Richard shut his mind off, soaped up the sponge, and scrubbed himself until he could detect no odors other then the crisp, spicy scent of soap. The shower was almost more effort than he could take. As he stood under the water, he briefly considered simply sitting down on the floor and not getting up. But he was pretty sure she would come looking for him, and being found naked slumped on the shower floor would be truly disastrous.

Jason had left that outfit on purpose. The man was smart and perceptive. He would’ve read their body language, deduced that they were traveling together but weren’t intimate, and taken this opportunity to taunt him. If Richard was keeping score, this one would go to Jason Parris, but he wasn’t interested in side battles.

His clothes turned out to be plain Weird attire: simple dark gray underwear, a tunic, and brown cotton pants. It would do until he could acquire new ones. He exited the bathroom. Charlotte lay on her side, hidden under a sheet. Her eyes were half-closed, and he wasn’t sure if she was asleep or watching him through the curtain of her soft eyelashes.

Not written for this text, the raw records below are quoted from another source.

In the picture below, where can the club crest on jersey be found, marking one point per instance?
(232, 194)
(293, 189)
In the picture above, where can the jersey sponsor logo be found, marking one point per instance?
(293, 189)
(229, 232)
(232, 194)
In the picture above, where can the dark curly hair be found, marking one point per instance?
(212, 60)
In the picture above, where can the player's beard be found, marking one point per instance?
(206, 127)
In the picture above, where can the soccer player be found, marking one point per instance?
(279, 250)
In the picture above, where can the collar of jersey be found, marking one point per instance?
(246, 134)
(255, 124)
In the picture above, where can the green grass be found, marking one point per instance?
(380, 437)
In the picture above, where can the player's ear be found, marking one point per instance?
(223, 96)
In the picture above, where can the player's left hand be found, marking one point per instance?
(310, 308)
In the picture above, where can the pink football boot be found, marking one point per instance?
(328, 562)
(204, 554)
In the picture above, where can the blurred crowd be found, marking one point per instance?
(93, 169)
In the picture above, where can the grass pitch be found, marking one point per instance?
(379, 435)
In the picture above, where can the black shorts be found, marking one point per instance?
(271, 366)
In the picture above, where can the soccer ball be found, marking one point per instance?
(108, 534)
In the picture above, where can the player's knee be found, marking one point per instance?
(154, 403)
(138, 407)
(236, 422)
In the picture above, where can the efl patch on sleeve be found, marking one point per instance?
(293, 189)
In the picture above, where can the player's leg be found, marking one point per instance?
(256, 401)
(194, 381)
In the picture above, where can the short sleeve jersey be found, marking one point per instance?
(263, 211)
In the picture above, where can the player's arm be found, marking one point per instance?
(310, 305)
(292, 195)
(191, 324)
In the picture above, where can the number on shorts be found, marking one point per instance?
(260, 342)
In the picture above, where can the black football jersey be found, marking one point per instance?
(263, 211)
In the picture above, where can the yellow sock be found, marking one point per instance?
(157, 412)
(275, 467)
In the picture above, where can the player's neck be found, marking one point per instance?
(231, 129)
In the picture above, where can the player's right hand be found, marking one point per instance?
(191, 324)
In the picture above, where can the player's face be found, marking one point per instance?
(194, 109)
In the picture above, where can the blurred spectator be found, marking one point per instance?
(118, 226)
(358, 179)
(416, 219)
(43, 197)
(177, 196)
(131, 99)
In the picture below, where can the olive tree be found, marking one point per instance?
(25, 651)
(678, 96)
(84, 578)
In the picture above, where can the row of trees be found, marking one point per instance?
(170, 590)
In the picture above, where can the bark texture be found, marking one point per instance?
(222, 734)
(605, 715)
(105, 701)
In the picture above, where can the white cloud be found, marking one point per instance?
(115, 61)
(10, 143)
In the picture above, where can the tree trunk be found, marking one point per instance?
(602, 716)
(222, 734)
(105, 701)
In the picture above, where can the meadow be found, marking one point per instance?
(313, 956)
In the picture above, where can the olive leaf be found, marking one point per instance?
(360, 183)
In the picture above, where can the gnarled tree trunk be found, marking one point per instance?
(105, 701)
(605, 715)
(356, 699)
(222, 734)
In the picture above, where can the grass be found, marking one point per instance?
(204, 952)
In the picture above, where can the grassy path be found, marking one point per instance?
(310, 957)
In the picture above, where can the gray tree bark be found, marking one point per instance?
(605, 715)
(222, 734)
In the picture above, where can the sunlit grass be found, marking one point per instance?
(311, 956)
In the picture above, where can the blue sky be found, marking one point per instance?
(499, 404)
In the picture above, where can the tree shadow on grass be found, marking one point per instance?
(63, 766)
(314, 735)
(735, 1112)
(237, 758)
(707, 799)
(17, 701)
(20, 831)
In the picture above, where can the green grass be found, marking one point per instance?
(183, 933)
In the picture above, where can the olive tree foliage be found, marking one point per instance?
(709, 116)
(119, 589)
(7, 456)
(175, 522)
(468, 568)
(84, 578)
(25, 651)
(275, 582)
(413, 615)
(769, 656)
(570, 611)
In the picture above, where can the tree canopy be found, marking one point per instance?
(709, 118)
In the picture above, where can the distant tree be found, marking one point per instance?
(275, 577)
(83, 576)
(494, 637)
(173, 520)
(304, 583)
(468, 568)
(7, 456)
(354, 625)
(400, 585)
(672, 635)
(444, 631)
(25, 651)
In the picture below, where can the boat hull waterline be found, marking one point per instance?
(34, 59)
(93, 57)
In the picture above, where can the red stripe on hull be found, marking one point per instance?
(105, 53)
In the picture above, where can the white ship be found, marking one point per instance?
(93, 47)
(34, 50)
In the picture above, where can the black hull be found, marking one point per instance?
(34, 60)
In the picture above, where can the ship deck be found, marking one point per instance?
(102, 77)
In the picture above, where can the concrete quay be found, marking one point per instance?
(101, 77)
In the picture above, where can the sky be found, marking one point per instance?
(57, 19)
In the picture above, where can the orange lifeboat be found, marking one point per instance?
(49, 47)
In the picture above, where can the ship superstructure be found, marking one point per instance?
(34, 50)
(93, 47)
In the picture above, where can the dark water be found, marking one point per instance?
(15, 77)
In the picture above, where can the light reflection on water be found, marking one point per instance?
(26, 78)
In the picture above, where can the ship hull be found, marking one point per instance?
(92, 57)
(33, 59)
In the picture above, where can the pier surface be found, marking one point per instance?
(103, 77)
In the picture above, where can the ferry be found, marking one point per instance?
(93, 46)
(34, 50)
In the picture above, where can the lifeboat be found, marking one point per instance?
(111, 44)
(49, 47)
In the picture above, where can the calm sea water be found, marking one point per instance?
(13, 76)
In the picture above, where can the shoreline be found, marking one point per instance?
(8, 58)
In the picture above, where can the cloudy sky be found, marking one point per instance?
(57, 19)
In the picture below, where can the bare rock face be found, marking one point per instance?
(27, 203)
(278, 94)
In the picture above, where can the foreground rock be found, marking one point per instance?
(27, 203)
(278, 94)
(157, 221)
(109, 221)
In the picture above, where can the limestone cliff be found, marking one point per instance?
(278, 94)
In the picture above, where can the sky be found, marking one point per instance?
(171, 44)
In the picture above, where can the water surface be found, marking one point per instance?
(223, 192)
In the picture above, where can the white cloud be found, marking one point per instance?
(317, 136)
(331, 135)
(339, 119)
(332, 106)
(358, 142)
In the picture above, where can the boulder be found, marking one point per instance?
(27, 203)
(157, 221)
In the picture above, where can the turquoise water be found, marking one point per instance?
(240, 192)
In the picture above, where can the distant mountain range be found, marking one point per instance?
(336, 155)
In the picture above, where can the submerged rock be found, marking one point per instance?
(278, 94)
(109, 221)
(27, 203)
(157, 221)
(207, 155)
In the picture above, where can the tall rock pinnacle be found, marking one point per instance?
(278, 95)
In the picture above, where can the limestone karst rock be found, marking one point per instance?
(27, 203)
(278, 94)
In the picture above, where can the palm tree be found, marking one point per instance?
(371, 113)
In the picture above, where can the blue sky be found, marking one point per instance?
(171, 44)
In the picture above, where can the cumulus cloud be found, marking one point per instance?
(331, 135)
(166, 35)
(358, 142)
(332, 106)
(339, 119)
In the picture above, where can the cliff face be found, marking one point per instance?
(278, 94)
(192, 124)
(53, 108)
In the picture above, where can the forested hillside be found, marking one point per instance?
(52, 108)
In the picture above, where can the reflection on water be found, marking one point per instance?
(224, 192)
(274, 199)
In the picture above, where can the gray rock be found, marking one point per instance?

Richard took his sword from where he’d left it, by the door, and sank down against the door, crossing his legs, his blade resting against his shoulder. Generations of his ancestors had slept just like this, and some of them had woken up with their blades in their attackers. If Jason had a moment of insanity and decided to disrupt their rest, he would join them.

“Richard,” Charlotte said.

“Yes?”

“Are you worried we may not survive the night?”

There was no point in lying. “I prefer to be cautious.”

“Would you like a blanket and a pillow?”

He would’ve liked to join her in bed. And what would you do if you did? You’re so tired, you can’t see straight. “No, thank you. I’m used to sleeping like this. It gives me comfort.”

She stirred on the bed. “Thank you.”

“For what?”

“For guarding the door, and for taking me with you.”

There were many questions he wanted to ask her. He wanted to know where she was from, why she had run away to the Edge, and how her ex-husband had hurt her, but the fatigue smothered him. Richard closed his eyes and surrendered to sleep.